Flip the embryo over and cut the body wall laterally in a rostral-to-caudal direction using the dorsal aorta for orientation as just demonstrated. Once the ventral body wall has been separated from the dorsal body, grasp the ventral body wall with the forceps, and carefully pull to remove the wall and the ventral organ mass. Holding the dorsal body wall with one forceps with the ventral side facing up, use the other forceps to grasp the dorsal aorta at its rostral end and carefully peel the dorsal aorta from the dorsal body wall.

Using one forceps, cut rostrally to the kidney anlagen to remove the aorta. And use the tips of the forceps to carefully separate the two anlagen. Use the tips of the forceps to carefully peel the unwanted tissue from the kidney anlagen.

And use a microliter pipette and a modified pipette tip to transfer one anlagen and 10 microliters of PBS into the center of one half of a single polycarbonate membrane filter in the four-well plate. Then return the plate to the incubator until the metanephric rudiments from the next embryo are ready to be placed on the filter. After three days at 37 degrees Celsius and 5%carbon dioxide, use a micropipette to carefully replace the culture medium in each well with 500 microliters of 4%paraformaldehyde and PBS dropwise to submerge the filters.

After 30 minutes at room temperature, remove the fixative and rinse the filters two times with 500 microliters of PBS submerging the filters with each wash. Then add 500 microliters of permeabilization solution to each well for a one-hour incubation at room temperature. At the end of the permeabilization incubation, rinse the filters two times as just demonstrated, and add 500 microliters of blocking solution to each well, After one hour at room temperature, replace the blocking solution with 250 microliters of biotinylated Dolichos biflorus agglutinin and blocking solution, and place the tissues at four degrees Celsius for 24 hours.

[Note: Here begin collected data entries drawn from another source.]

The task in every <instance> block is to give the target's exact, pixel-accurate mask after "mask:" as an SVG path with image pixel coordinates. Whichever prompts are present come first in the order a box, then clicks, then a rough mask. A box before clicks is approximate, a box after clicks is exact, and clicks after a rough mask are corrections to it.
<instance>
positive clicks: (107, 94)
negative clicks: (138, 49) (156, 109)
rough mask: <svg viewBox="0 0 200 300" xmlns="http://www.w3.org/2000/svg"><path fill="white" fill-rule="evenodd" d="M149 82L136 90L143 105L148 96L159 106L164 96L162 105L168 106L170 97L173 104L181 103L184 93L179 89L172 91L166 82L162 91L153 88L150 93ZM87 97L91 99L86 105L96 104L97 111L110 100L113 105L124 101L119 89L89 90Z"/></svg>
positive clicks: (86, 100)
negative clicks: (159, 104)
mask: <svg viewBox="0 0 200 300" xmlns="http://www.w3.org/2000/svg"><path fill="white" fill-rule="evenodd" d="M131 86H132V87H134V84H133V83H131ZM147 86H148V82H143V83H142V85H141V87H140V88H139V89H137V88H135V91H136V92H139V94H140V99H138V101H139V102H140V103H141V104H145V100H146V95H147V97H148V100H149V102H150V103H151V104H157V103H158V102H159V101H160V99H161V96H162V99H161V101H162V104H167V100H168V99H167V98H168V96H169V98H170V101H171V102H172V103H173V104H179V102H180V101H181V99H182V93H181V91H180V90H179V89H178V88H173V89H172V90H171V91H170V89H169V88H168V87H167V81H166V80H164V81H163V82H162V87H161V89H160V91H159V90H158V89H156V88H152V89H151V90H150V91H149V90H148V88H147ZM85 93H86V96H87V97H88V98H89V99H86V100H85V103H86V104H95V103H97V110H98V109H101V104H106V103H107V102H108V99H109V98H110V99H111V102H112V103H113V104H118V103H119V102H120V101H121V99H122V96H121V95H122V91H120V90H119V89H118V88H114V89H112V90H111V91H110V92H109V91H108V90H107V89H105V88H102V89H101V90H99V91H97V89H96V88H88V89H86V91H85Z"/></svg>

The next day, wash the filters two times with 500 microliters of PBS per well. And label the tissue with 250 microliters of Alexa 488 conjugated streptavidid and blocking solution for 24 hours at four-degree Celsius. The next day, wash the tissues two times with 500 microliters of PBS per well and use forceps to transfer the filters to prepared glass slides with the explants facing up.

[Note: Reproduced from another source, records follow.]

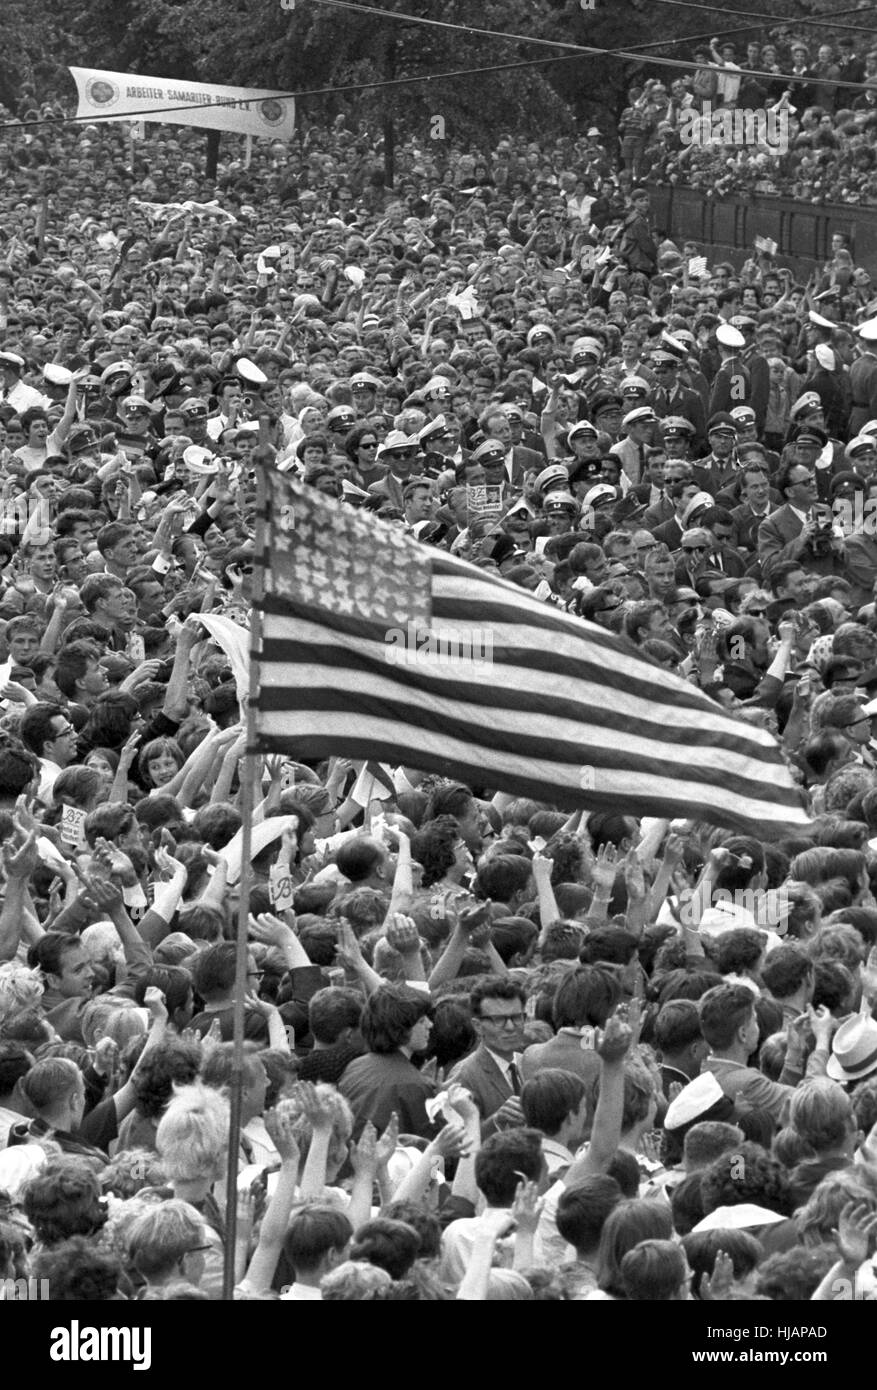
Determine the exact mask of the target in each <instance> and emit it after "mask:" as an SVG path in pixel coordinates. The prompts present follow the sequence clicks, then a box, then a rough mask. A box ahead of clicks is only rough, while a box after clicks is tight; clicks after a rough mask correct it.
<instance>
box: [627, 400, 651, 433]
mask: <svg viewBox="0 0 877 1390" xmlns="http://www.w3.org/2000/svg"><path fill="white" fill-rule="evenodd" d="M652 420H657V416H656V414H655V411H653V410H652V407H650V406H637V409H635V410H628V413H627V414H625V416H624V418H623V421H621V424H623V427H624V428H625V430H627V427H628V425H641V424H646V423H648V421H652Z"/></svg>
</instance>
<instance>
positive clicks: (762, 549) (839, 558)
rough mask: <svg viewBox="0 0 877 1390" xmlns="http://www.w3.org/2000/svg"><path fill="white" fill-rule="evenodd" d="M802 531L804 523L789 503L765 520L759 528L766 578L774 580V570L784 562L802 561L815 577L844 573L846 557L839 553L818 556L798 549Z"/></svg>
mask: <svg viewBox="0 0 877 1390" xmlns="http://www.w3.org/2000/svg"><path fill="white" fill-rule="evenodd" d="M802 531H803V521H802V520H801V518H799V517H796V516H795V513H794V512H792V509H791V507H789V505H788V503H785V506H782V507H777V510H776V512H771V514H770V516H769V517H767V520H766V521H762V524H760V527H759V560H760V562H762V567H763V571H764V578H770V570H771V567H773V566H774V564H778V563H780V560H801V564H802V569H805V570H809V571H810V573H812V574H844V571H845V563H844V556H841V555H838V553H837V552H835V550H827V552H826V553H824V555H821V553H820V555H814V553H813V552H812V550H810V549H809V548H808V549H805V550H799V549H796V548H795V541H796V539H798V537H799V535H801V532H802Z"/></svg>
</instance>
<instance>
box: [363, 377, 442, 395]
mask: <svg viewBox="0 0 877 1390" xmlns="http://www.w3.org/2000/svg"><path fill="white" fill-rule="evenodd" d="M350 379H353V378H350ZM420 393H421V396H423V398H424V400H439V399H442V398H445V396H446V398H448V399H450V381H449V379H448V377H431V378H429V381H428V382H427V385H425V386H421V388H420Z"/></svg>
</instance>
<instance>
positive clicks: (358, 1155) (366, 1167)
mask: <svg viewBox="0 0 877 1390" xmlns="http://www.w3.org/2000/svg"><path fill="white" fill-rule="evenodd" d="M349 1152H350V1163H352V1166H353V1172H354V1173H371V1176H372V1177H374V1175H375V1173H377V1170H378V1131H377V1129H375V1127H374V1125H372V1123H371V1120H366V1125H364V1126H363V1133H361V1134H360V1137H359V1140H357V1143H356V1144H350V1148H349Z"/></svg>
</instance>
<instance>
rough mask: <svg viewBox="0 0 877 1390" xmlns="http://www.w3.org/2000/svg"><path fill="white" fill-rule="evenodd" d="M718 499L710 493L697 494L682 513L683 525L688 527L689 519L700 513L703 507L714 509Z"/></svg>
mask: <svg viewBox="0 0 877 1390" xmlns="http://www.w3.org/2000/svg"><path fill="white" fill-rule="evenodd" d="M714 506H716V499H714V498H713V495H712V493H710V492H695V495H694V498H692V499H691V502H689V503H688V506H687V507H685V512H684V513H682V525H684V527H687V525H688V518H689V517H691V516H694V513H695V512H700V509H702V507H714Z"/></svg>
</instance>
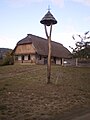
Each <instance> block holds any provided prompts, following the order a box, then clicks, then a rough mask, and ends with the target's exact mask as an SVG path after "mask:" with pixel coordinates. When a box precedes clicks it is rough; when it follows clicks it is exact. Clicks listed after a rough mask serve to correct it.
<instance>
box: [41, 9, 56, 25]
mask: <svg viewBox="0 0 90 120" xmlns="http://www.w3.org/2000/svg"><path fill="white" fill-rule="evenodd" d="M40 23H41V24H44V25H46V26H50V25H51V24H52V25H54V24H57V20H56V19H55V18H54V17H53V15H52V14H51V12H50V11H48V12H47V13H46V14H45V16H44V17H43V18H42V20H41V21H40Z"/></svg>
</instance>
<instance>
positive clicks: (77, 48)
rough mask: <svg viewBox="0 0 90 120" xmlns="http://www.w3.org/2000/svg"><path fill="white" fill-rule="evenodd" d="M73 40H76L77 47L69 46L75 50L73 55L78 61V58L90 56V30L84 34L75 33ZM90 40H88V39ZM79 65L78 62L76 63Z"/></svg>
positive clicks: (73, 56) (72, 54) (76, 64)
mask: <svg viewBox="0 0 90 120" xmlns="http://www.w3.org/2000/svg"><path fill="white" fill-rule="evenodd" d="M76 37H78V38H79V39H80V41H76ZM72 38H73V40H74V41H75V48H73V47H71V46H69V47H70V48H71V49H72V50H73V52H72V55H73V57H74V58H76V62H77V59H78V58H90V41H89V40H90V34H89V31H88V32H85V33H84V35H83V36H81V35H78V34H77V35H76V36H75V35H73V36H72ZM87 40H88V41H87ZM76 65H77V63H76Z"/></svg>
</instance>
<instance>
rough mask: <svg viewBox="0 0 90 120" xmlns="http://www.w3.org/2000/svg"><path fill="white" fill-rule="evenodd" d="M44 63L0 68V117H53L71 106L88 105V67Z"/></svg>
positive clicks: (15, 118)
mask: <svg viewBox="0 0 90 120" xmlns="http://www.w3.org/2000/svg"><path fill="white" fill-rule="evenodd" d="M46 76H47V68H46V66H44V65H12V66H2V67H0V120H36V119H37V120H39V119H41V120H45V119H46V120H55V119H56V116H59V117H60V116H62V114H64V113H65V112H66V111H71V110H72V109H74V108H78V109H82V108H85V109H88V108H90V68H86V67H85V68H84V67H82V68H81V67H61V66H52V73H51V84H46V79H47V77H46Z"/></svg>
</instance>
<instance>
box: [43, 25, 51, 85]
mask: <svg viewBox="0 0 90 120" xmlns="http://www.w3.org/2000/svg"><path fill="white" fill-rule="evenodd" d="M45 33H46V36H47V40H48V63H47V84H49V83H50V77H51V33H52V25H51V26H50V35H48V33H47V28H46V25H45Z"/></svg>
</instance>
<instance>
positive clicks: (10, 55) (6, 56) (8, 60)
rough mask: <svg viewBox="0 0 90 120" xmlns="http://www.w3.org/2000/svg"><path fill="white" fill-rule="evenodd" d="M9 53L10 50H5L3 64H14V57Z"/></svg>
mask: <svg viewBox="0 0 90 120" xmlns="http://www.w3.org/2000/svg"><path fill="white" fill-rule="evenodd" d="M11 53H12V50H10V51H8V52H6V54H5V56H4V58H3V65H13V64H14V58H13V55H12V54H11Z"/></svg>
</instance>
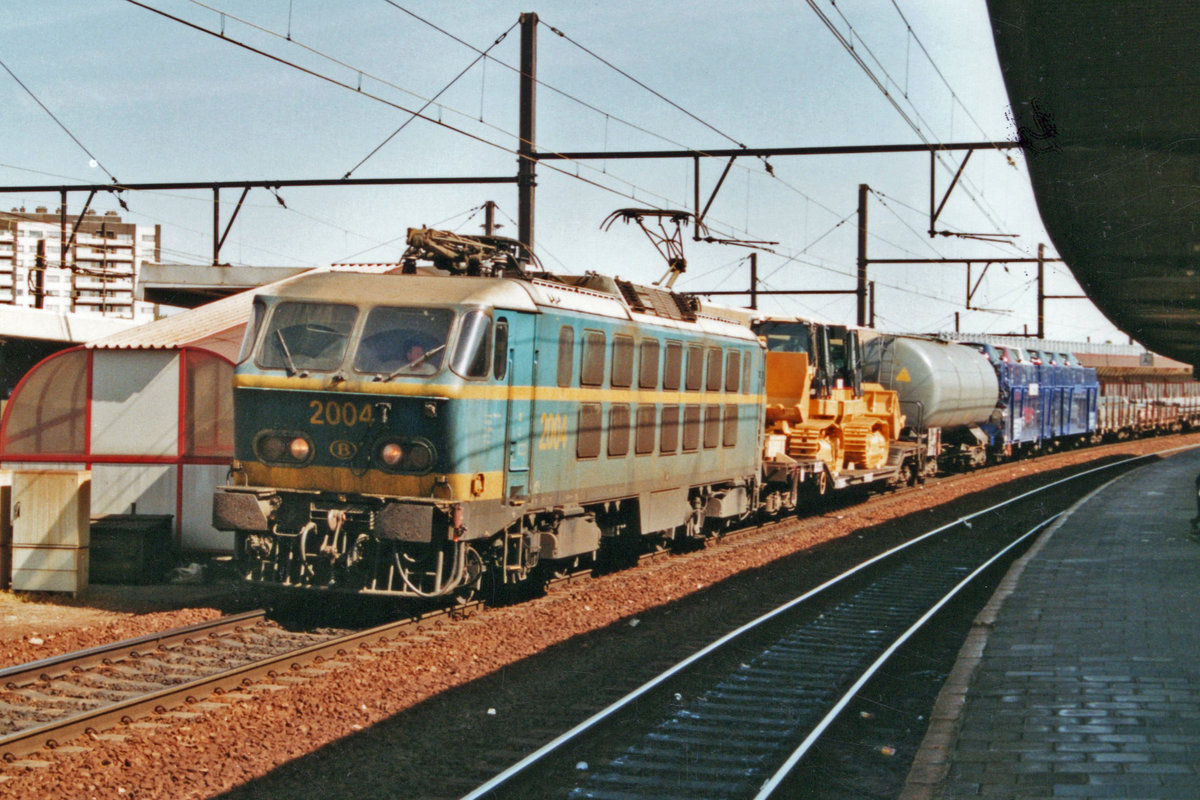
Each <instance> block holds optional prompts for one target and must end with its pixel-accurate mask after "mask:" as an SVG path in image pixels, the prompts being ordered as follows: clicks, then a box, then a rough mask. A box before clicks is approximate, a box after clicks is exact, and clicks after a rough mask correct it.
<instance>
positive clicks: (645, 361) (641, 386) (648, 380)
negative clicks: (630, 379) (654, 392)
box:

Mount the explants with 50 to 100 microliters of embedding medium and cover the tissues with 60-millimeter long number 1.5 coverslips. Then allow the embedding medium to solidify for two hours at room temperature in the dark, and image the metanephric kidney samples. After three days of culture, the ureteric bud of the metanephric kidney anlagen branches up to five times, resulting in a ramification of the initially T-shaped ureteric bud.

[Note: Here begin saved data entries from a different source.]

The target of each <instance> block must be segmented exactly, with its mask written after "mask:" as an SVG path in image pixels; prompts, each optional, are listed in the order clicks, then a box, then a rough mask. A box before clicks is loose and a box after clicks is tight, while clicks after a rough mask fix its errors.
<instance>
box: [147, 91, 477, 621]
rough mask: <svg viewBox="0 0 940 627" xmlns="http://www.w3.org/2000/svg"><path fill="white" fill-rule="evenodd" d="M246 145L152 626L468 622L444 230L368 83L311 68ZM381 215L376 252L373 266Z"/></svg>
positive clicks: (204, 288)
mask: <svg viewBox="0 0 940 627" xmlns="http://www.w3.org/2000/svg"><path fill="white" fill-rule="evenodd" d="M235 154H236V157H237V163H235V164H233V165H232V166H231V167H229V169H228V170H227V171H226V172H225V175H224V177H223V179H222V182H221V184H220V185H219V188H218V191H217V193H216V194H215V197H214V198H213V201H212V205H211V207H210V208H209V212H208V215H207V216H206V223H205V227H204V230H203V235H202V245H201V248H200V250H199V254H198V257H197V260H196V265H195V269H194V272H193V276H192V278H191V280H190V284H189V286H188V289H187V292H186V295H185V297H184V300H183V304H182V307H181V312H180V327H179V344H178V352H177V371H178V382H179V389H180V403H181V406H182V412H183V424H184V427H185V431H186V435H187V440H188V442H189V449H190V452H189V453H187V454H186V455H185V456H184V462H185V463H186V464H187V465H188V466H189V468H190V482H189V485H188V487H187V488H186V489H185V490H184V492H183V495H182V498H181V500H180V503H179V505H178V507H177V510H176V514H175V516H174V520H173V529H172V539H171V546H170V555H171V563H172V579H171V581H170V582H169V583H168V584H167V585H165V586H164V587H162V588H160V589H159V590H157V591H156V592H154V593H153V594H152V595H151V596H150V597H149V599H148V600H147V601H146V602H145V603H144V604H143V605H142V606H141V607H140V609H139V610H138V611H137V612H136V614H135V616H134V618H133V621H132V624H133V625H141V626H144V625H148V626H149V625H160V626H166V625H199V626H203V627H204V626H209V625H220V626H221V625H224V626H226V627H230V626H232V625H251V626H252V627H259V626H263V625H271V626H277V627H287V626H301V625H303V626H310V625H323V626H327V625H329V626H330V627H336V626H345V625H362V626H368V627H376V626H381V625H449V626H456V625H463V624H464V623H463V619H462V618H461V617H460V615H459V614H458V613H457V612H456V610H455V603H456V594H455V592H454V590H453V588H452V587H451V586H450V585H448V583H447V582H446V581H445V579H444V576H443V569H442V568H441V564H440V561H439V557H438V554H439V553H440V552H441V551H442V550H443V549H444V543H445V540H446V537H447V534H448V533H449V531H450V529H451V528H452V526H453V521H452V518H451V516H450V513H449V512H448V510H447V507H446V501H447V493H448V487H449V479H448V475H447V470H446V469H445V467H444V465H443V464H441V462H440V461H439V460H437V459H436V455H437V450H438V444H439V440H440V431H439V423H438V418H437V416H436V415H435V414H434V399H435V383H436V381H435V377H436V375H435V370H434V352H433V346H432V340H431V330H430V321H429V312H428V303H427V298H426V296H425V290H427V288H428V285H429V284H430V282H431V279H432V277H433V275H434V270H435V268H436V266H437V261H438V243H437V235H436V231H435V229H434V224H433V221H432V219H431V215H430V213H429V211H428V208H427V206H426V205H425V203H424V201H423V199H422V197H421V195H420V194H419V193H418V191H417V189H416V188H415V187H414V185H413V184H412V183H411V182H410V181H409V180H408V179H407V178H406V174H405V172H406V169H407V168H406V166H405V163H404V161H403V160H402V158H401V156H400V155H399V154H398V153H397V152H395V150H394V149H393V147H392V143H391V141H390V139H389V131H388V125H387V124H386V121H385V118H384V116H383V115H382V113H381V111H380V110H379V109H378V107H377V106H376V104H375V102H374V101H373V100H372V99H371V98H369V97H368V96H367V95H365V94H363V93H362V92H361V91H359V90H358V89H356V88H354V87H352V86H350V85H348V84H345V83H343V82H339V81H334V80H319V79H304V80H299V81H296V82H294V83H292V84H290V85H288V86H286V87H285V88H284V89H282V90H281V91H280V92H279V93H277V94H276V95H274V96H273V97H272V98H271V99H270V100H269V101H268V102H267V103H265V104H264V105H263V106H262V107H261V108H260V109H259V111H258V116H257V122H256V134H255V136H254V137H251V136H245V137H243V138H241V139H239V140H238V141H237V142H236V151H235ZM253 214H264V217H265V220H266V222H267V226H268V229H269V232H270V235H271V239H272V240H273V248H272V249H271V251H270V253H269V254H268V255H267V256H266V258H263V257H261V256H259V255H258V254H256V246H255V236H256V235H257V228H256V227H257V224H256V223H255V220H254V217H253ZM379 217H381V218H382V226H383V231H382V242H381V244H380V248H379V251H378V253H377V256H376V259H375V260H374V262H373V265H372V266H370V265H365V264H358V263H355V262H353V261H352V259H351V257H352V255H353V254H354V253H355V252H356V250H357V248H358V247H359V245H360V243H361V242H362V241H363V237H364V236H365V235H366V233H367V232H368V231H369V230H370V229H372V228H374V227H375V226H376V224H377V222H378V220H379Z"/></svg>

In the presence of clustered ephrin-B2, the branching complexity has decreased, as compared to control explants incubated with clustered human Fc.Indeed, ureteric bud branching in the majority of the ephrin-B2 treated explants, does not exceed third generation. And the fourth generation is reached in only 8%of the treated explants. Accordingly, the number of endpoints per branch and endpoints per millimeter squared is reduced in the explants treated with clustered ephrin-B2.

Further, a third of the explants demonstrate an unusual morphology in the ureteric bud tips, suggesting that ephrin-B2 might have a restricting effect on ureteric bud branching process, most likely by activating FA4 and FB2 forward signaling. Any injury of the mesenchyme decreases the inductive potential leading to a reduced or absent ureteric bud branching. For example, in this explant with an almost-missing mesenchyme, the ureteric bud did not branch beyond the T stage.

In this experiment, the metanephric mesenchyme was damaged, leading to poor growth and branching. After it's development in the 1960s, this technique paved the way for researchers in the field of developmental biology to explore kidney organogenesis. After watching this video, you should have a good understanding of how to isolate and culture metanephric rudiments from E11.5 mouse embryo.

Once mastered, the dissection can be completed in less than five minutes if performed properly.